Both, molecular and biological analysis at 12 dpi were carried out on resistant pepper plants co-inoculated with Da1NL2 + Mu2PC2 isolates to determine the presence or absence of each isolate. The molecular analysis included: (i) a reverse transcription coupled with polymerase chain reaction (RT-PCR) combined with restriction fragment length polymorphism (RFLP) analysis of the M and S segments, and (ii) partial sequence analysis of the RT-PCR products of the M and S segments. RT-PCR products were amplified using the primer pairs M1F 5´-GTTATAGGATAATTATCTTGTGTC-3´ and M1R 5´-AGAGCAATCAGTGCAAACAAAAACCTTAATCC-3´ and S1F 5´-GATCGAGATGTGCTATAATCAAGC-3´ and S1R 5´- GAACCTGTGCAAAAGATGTGTGAG-3´ for M and S segments, respectively. They were designed from conserved sequences after comparing the full-length sequence of the M and S segments of the two isolates. Differences in the sequence of these RT-PCR products allowed to be selectively digested with EcoRI (MBI Fermentas, Madrid, Spain). Ten microlitres of PCR products and 10 U of the restriction enzyme were incubated for 2 h at 37°C. PCR products or their restriction fragments were separated by electrophoresis in agarose gels, stained with ethidium bromide, and the DNA was visualized under UV lighting.

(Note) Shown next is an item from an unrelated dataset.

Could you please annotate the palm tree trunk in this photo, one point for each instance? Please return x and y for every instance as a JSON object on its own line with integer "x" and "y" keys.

Biological analysis was performed following the next steps: (i) leaf extracts of resistant pepper plants showing necrosis on apical leaves were inoculated on N. benthamiana plants, a non selective host used to favor the multiplication of the infectious mixture; (ii) leaf extracts showing symptoms of systemic infection were inoculated on N. glutinosa plants to obtain biological clones; (iii) leaf tissue disks of 30 local lesions obtained 4 dpi were inoculated onto individual N. benthamiana plants to multiply the different clones; (iv) each biological clone was inoculated to three resistant pepper plants to evaluate the symptoms; and (v) finally, infectious tissues of N. benthamiana corresponding to the clones that induced only HR on inoculated pepper leaves were analyzed by molecular techniques, as described above, to identify the TSWV isolate present in the infection.
Results
Biological characterization of TSWV causing severe symptoms in field resistant peppers
Pepper samples with the Tsw gene showing severe and unusual symptoms consisting in necrotic lesions, chlorosis, stunting and apical necrosis which later on evolved to petiole and stem collapse were collected from the field (Figure 1). Two pepper samples that tested positive for TSWV and negative for CMV, PMoV and PVY by ELISA were selected to obtain biological TSWV clones by isolating local lesions in N. glutinosa plants. After transmission by mechanical inoculation to pepper plants carrying the Tsw gene, these biological TSWV isolates segregated into two different types of symptoms: (i) severe symptoms consisting in necrotic lesions on inoculated leaves at 4-6 dpi, chlorosis, stunting, systemic necrosis with asymmetrical distribution on uninoculated leaves and petiole collapse of some leaves at 8-10 dpi, and stem collapse at 12-14 dpi, that eventually induced plant death at 16 dpi (Figure 2A), and (ii) typical symptoms of RB isolates on resistant peppers characterized by chlorosis and stunting of apical leaves (Figure 2B).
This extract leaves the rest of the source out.